Employers: inconsistent WHS laws are making it difficult to do business

The following article is a news item provided for the benefit of the Workplace Health and Safety profession. Its content does not necessarily reflect the views of the Australian Institute of Health & Safety.
Monday, 7 November, 2022 - 13:00
Policy & legislation
National News

There needs to be an urgent review of the intergovernmental agreement to recommit states and territories to the goal of harmonised legislation, according to business group ACCI.

More than 52 per cent of businesses that participated in a recent ACCI research report operate in more than one jurisdiction, highlighting the need for harmonised work health and safety rules nationally, said Jennifer Low, director of WHS policy for the ACCI.

“We are seeing the states diverge more and more frequently from agreed model WHS laws making it increasingly difficult and time-consuming for businesses to keep up with compliance requirements across multiple states,” she said.

“We urgently need a review of the intergovernmental agreement to recommit states and territories to the goal of harmonised legislation and the many benefits this brings to businesses and our economy.”

The research report also found there has been increased activity around psychosocial risks since 2022 with the publication of new model psychosocial regulations and several model and jurisdictional Codes of Practice.

There has also been ongoing confusion within the business community around the distinction between supporting general mental health and wellbeing and the newer concept of psychosocial risk.

With increasing regulatory complexity and the emergence of new priority risks such as silica, COVID, sexual harassment and psychosocial risks, the ACCI said it is concerned there has not been enough attention and effort put into ensuring businesses, particularly small businesses, have general risk management capabilities and awareness.

The majority of businesses generally agreed or strongly agreed to knowing when to report notifiable incidents to health and safety regulators, collecting accurate information on incidents and near misses and conducting safety investigations for incidents.

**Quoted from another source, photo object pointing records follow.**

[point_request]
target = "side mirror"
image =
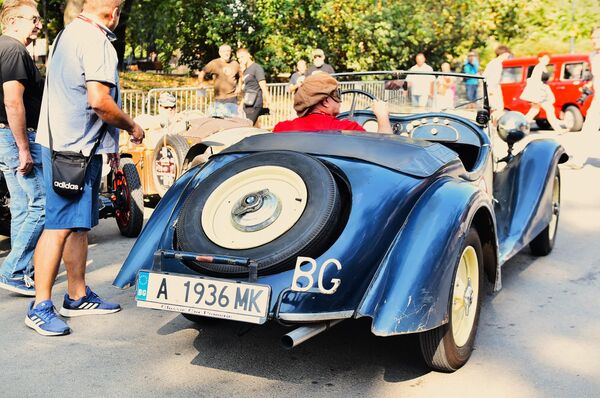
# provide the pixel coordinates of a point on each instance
(513, 127)
(483, 117)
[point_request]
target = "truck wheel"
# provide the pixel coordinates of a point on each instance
(543, 244)
(448, 347)
(573, 118)
(128, 199)
(168, 161)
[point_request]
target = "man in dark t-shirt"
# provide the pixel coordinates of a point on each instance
(319, 64)
(225, 74)
(21, 89)
(256, 93)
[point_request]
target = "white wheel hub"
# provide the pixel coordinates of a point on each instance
(254, 207)
(465, 296)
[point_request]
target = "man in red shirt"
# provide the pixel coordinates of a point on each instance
(317, 102)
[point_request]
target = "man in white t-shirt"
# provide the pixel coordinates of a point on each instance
(421, 87)
(579, 154)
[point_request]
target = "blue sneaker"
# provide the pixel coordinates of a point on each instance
(90, 304)
(43, 319)
(23, 286)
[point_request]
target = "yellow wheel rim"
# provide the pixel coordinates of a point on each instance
(465, 296)
(254, 207)
(555, 207)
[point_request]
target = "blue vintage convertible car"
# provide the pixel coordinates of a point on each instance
(309, 229)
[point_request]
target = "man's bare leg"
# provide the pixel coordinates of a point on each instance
(75, 258)
(46, 260)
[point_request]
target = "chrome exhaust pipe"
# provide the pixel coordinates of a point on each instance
(303, 333)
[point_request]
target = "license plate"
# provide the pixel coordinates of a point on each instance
(208, 297)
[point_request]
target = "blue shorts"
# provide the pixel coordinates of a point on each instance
(80, 213)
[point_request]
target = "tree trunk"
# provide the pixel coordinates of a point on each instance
(72, 9)
(121, 29)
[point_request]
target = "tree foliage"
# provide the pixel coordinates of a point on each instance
(355, 34)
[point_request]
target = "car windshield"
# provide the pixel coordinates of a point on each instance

Responses drifted more towards neutral however for keeping up-to-date risk registers and reviewing risk assessments and controls regularly, and 66 per cent of business survey respondents reported interaction with an inspector in the past five years.

The research report also found large businesses in particular emphasised that reporting of sexual harassment and bullying was predominantly linked to HR functions over WHS, whereas smaller businesses indicated that managers or owners were the main point of contact for reporting.

“Most businesses had some measures in place to address sexual harassment and bullying at work however it was clear that there is ongoing confusion around the distinction between supporting general mental health and wellbeing, and this new concept of managing psychosocial risk,” Low said.

“Understanding of this term remains low and significant effort is needed in increasing business understanding of this emerging area.”